FerroGate

Whitepaper notes / v0.1

Minimal operating notes for a self-hosted AI gateway.

FerroGate is a protocol-like control surface for AI traffic. The gateway keeps model access, provider routing, key policy, token budgets, telemetry, and TLS under your infrastructure boundary.

00 / ABSTRACT

Gateway Thesis

AI infrastructure should not require every application to know every provider, key format, model name, billing convention, and failure mode. FerroGate centralizes that boundary behind one OpenAI-compatible interface.

PRIMITIVE Virtual key

Client identity, tenant context, scopes, rate limits, and budget.

PRIMITIVE Logical model

Stable public model name mapped onto one or more providers.

PRIMITIVE Settlement event

Token usage, estimate fallback, request log, and billing trace.

01 / QUICK START

Run the Gateway

Start with the default Caddyfile-style config. Validate the gateway, list models, then send a chat completion through the local OpenAI-compatible endpoint.

cargo run -- run --config Ferrogate/Caddyfile
curl http://127.0.0.1:8080/healthz
curl -H 'Authorization: Bearer dev-secret' http://127.0.0.1:8080/v1/models
02 / CONFIGURATION

Declare Providers, Models, and Keys

Use Caddyfile syntax for a compact operator experience, or TOML for explicit production configuration. Validate every candidate before running or reloading.

:8080 {
    ai_gateway {
        provider openai {
            kind openai-compatible
            base_url https://api.openai.com/v1
            api_key {env.OPENAI_API_KEY}
        }

        model fast-chat -> openai:gpt-4o-mini {
            capabilities chat streaming
        }

        api_key key_dev {
            key {$FERROGATE_DEV_KEY}
            scopes models.read chat.completions admin.read
            allowed_models fast-chat
            request_limit_per_minute 60
            monthly_token_budget 1000000
        }
    }
}
cargo run -- validate --config Ferrogate/Caddyfile
cargo run -- validate --config config/ferrogate.example.toml
03 / API USAGE

Call Through the Control Plane

Applications send standard chat-completion calls. FerroGate authenticates, checks policy, reserves token budget, dispatches to the provider, and settles usage.

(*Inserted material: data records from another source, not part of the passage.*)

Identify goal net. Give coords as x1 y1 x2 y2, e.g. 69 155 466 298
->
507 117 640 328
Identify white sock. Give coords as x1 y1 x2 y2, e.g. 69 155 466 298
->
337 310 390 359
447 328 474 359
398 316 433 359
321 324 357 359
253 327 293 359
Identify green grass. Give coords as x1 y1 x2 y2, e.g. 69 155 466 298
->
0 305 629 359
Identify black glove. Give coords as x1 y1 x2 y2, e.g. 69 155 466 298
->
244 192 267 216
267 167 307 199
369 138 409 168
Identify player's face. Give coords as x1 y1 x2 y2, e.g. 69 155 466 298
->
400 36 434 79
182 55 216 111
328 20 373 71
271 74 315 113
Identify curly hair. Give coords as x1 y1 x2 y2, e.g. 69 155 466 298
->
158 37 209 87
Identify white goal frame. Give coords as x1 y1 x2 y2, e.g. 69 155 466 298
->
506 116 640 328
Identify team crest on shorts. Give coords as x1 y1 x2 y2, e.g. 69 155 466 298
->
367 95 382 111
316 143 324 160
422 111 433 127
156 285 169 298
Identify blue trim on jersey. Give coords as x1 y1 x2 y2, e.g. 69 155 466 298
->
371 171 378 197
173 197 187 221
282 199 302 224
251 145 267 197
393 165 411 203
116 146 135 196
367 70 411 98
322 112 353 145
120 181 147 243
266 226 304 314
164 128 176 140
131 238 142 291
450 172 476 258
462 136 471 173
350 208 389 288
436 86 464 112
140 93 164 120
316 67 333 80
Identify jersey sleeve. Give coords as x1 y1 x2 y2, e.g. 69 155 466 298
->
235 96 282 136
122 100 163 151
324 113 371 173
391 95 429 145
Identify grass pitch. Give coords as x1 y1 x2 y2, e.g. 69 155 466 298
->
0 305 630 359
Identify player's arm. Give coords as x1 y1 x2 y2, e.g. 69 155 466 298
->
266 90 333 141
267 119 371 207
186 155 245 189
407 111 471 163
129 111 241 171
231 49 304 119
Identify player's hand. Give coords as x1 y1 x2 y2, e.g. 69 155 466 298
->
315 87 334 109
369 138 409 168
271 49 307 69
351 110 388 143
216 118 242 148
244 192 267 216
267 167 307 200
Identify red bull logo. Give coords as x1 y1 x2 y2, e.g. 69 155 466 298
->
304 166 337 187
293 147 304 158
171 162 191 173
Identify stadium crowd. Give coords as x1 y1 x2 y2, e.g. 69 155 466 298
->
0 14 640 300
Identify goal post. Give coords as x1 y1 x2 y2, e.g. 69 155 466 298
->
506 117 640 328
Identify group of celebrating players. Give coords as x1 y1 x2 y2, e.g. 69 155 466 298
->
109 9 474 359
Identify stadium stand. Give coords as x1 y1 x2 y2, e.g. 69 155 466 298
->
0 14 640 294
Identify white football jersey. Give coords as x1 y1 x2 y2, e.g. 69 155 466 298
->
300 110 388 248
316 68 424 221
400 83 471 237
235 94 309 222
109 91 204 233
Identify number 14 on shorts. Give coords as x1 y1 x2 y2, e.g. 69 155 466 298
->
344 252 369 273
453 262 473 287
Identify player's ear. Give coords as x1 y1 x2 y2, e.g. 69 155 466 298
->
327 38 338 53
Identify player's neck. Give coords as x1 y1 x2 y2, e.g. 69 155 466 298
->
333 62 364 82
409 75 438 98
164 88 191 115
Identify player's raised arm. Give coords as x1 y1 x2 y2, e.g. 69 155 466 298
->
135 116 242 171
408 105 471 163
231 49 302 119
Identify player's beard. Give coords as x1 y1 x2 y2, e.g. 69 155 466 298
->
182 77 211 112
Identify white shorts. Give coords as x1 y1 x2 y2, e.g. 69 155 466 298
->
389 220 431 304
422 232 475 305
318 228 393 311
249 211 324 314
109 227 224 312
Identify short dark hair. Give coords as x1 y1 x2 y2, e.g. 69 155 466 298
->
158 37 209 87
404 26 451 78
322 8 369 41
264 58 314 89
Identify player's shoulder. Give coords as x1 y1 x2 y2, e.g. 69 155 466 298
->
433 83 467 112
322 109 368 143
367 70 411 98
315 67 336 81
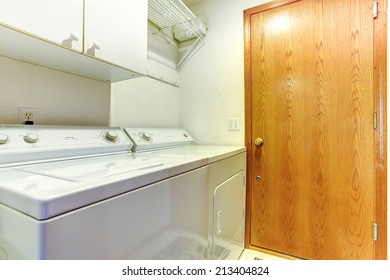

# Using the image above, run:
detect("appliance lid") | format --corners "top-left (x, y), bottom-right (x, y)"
top-left (124, 128), bottom-right (194, 152)
top-left (0, 125), bottom-right (132, 167)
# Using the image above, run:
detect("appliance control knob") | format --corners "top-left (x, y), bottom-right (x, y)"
top-left (24, 133), bottom-right (39, 143)
top-left (104, 130), bottom-right (118, 142)
top-left (0, 134), bottom-right (8, 145)
top-left (141, 132), bottom-right (153, 142)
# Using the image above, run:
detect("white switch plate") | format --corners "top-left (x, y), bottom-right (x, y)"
top-left (18, 107), bottom-right (37, 124)
top-left (227, 117), bottom-right (240, 131)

curl -X POST http://127.0.0.1:8080/v1/chat/completions \
  -H 'Authorization: Bearer dev-secret' \
  -H 'Content-Type: application/json' \
  -d '{
    "model": "fast-chat",
    "messages": [{"role": "user", "content": "hello"}]
  }'
Keep application code stable while moving provider routing, fallback, and budget enforcement into the gateway.
04 / OPERATIONS

Observe and Control Runtime State

  • Use /healthz for gateway readiness checks.
  • Use /admin for the built-in operator dashboard.
  • Use /metrics for Prometheus-compatible telemetry.
  • Use request IDs and trace IDs to correlate provider behavior.
  • Use manual TLS, ACME HTTP-01, or ACME DNS-01 for public listeners.
05 / DEPLOYMENT CHECKLIST

Deployment Checklist

  1. Move provider secrets into environment variables or a secret store.
  2. Generate hashed client keys with ferrogate hash-key.
  3. Define tenant scopes, model allowlists, provider allowlists, and budgets.
  4. Validate Caddyfile and TOML candidates in CI.
  5. Export metrics and logs before routing production traffic.
  6. Publish the static whitepaper site from ferrogate-homepage.